Paddle leads will get denied for sure as you have mentioned.
 
I’m 100% approved but I tried to submit for a permanent spinal cord stimulator and it came back “no prior authorization needed”

So now I’m confused about the electrical stimulators portion
no prior auth needed for perc leads...only paddles
 
2-3 day turnaround for our epidurals so far
I am seeing instant to 10 minutes on intralaminars but 48-72 hours on transforaminals.
 
Anybody having problems with this yet? I had a first time LESI get denied today because “it has not been 3 months yet for repeat lumbar injection”, with our AI overlords considering the CESI I did 2 months ago as apparently a low back injection. Resubmitted with an angry addendum and will hopefully be approved the 2nd go round, it is just insane to have to write out “cervical and lumbar are actually different areas of the body”.
 
Anybody having problems with this yet? I had a first time LESI get denied today because “it has not been 3 months yet for repeat lumbar injection”, with our AI overlords considering the CESI I did 2 months ago as apparently a low back injection. Resubmitted with an angry addendum and will hopefully be approved the 2nd go round, it is just insane to have to write out “cervical and lumbar are actually different areas of the body”.
Wiser recs allow you to do a repeat in a few weeks but you have to go to another area or use another technique.

Haven't had any denials yet but some are taking 3-5 days to approve.
 
Wiser recs allow you to do a repeat in a few weeks but you have to go to another area or use another technique.

Haven't had any denials yet but some are taking 3-5 days to approve.

Wasn’t a repeat. I did cervical ESI in November. Requesting lumbar ESI now. But I “did a low back injection in November and it hasn’t been 3 months so can’t repeat”. It’s just stupid.
 
Wasn’t a repeat. I did cervical ESI in November. Requesting lumbar ESI now. But I “did a low back injection in November and it hasn’t been 3 months so can’t repeat”. It’s just stupid.
That is
 
Anybody having problems with this yet? I had a first time LESI get denied today because “it has not been 3 months yet for repeat lumbar injection”, with our AI overlords considering the CESI I did 2 months ago as apparently a low back injection. Resubmitted with an angry addendum and will hopefully be approved the 2nd go round, it is just insane to have to write out “cervical and lumbar are actually different areas of the body”.
for some insurances (medicaid advantage) so far, < 3 month is a hard no for same level, but no pushback against other areas.

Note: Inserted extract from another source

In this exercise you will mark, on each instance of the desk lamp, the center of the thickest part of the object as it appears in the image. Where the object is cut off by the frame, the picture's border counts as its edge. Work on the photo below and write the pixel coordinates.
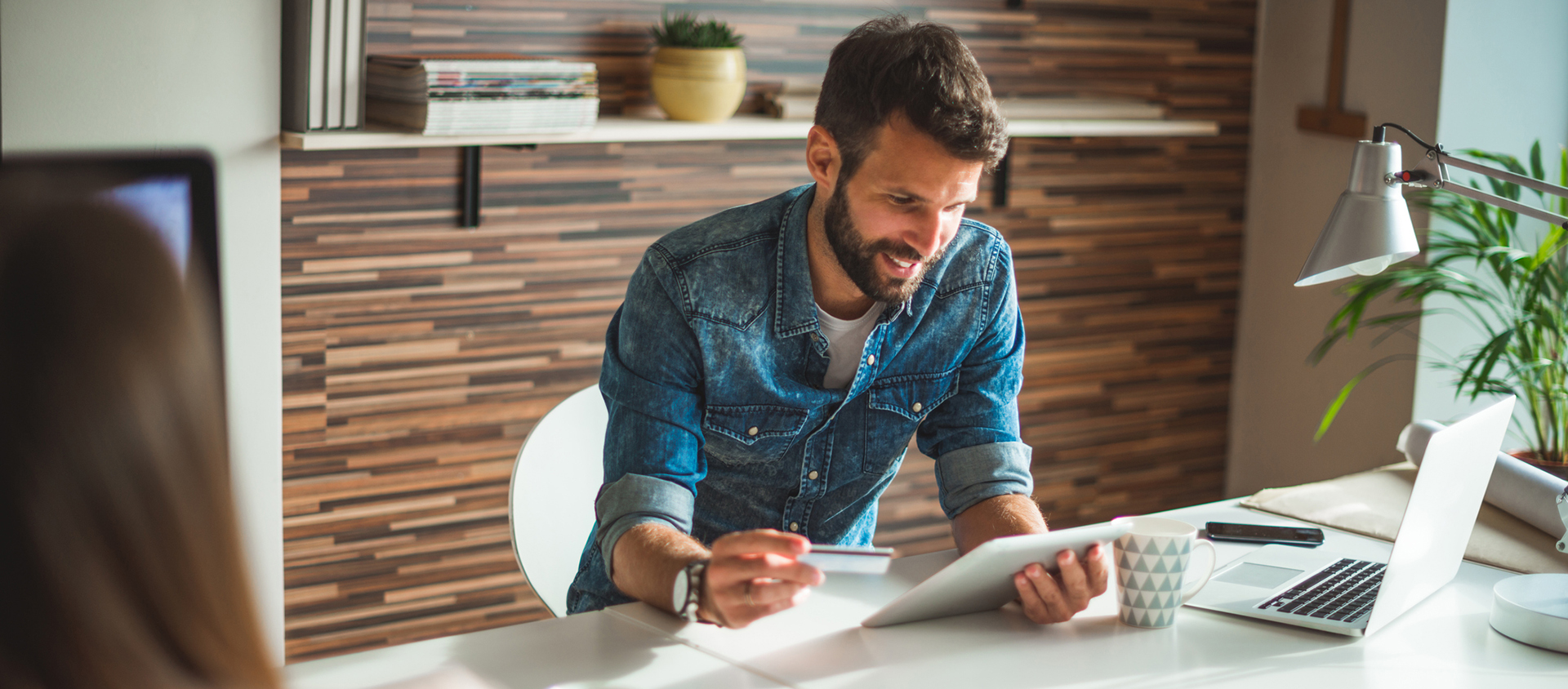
(1370, 230)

with regards to repeat injection, i am now submitting on exactly 90 days post procedure to get next approved, so patients are technically getting it 3 months + 3 weeks afterwards.
 
Wasn’t a repeat. I did cervical ESI in November. Requesting lumbar ESI now. But I “did a low back injection in November and it hasn’t been 3 months so can’t repeat”. It’s just stupid.
Did you submit it yourself? Any chance a staff input the wrong CPT and ICD 10 codes?
 
Did you submit it yourself? Any chance a staff input the wrong CPT and ICD 10 codes?

I did not, hospital staff did. I reviewed the denial letter though, correct CPT code was used and they included my clinic note with correct documentation. Everything was submitted correctly.